The twisted aluminum of wrecked airplanes and flattened hangar buildings is scattered across Weedon Field Airport in Eufaula, Alabama.
“It’s indescribable,” said Lacey McCall, operations manager at the Eufaula Jet Center fixed-base operator. “It’s gone. That’s about all you can say.”
Two corporate jets, a HondaJet and a Challenger, were damaged when the wind knocked down the corporate hangars where they were housed.
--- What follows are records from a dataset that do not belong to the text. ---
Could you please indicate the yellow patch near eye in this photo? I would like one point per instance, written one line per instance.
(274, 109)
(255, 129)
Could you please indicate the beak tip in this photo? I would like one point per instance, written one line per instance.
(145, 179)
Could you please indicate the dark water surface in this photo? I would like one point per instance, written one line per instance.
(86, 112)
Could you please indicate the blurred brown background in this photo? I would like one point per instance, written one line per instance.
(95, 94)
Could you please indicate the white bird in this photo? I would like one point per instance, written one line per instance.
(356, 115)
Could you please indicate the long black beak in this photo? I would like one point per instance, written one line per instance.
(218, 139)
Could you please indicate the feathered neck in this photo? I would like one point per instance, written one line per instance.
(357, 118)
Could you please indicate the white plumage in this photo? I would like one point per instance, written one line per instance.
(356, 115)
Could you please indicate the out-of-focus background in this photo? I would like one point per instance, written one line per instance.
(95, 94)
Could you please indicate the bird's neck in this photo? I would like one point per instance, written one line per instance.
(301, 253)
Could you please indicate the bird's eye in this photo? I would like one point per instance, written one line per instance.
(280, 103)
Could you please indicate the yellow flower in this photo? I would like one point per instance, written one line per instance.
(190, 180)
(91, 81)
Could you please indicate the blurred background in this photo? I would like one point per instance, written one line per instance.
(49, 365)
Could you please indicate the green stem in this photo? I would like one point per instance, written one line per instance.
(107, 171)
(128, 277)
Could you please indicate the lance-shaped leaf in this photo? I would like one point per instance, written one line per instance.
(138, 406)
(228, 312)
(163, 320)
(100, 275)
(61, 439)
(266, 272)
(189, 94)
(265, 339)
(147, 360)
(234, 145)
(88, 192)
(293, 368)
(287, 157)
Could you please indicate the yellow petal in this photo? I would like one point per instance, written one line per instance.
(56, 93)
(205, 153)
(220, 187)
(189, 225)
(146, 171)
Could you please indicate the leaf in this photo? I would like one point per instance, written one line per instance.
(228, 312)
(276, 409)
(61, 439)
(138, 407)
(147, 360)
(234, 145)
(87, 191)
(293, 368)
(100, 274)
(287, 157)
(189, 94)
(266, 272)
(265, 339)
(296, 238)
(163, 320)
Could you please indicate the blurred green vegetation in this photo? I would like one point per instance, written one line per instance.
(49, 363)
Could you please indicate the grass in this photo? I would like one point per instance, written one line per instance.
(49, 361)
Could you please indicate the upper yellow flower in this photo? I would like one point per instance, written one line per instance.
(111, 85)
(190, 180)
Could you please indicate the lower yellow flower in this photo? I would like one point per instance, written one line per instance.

T-hangars were leveled, and the mostly single-engine airplanes inside them were ripped apart and some were tossed hundreds of yards away.
“There are planes in trees,” McCall said. “Concrete trusses have been ripped out of the ground.”
As sometimes happens with tornadoes, however, devastated structures and unscathed ones are only a few feet apart.
The Eufaula Jet Center, the airport fuel farm, and Sam’s Kitchen and Grill, the airport restaurant, all were spared. The airport’s 5,000-foot runway also was undamaged.
McCall said city officials already are making plans to rebuild the smashed hangars.
“Sometimes you’ve got to knock something down to rebuild it stronger,” she said. “We’re a tight-knit community. The city loves this airport. We’re going to stay up and operational—and we’ll rebuild better than ever.”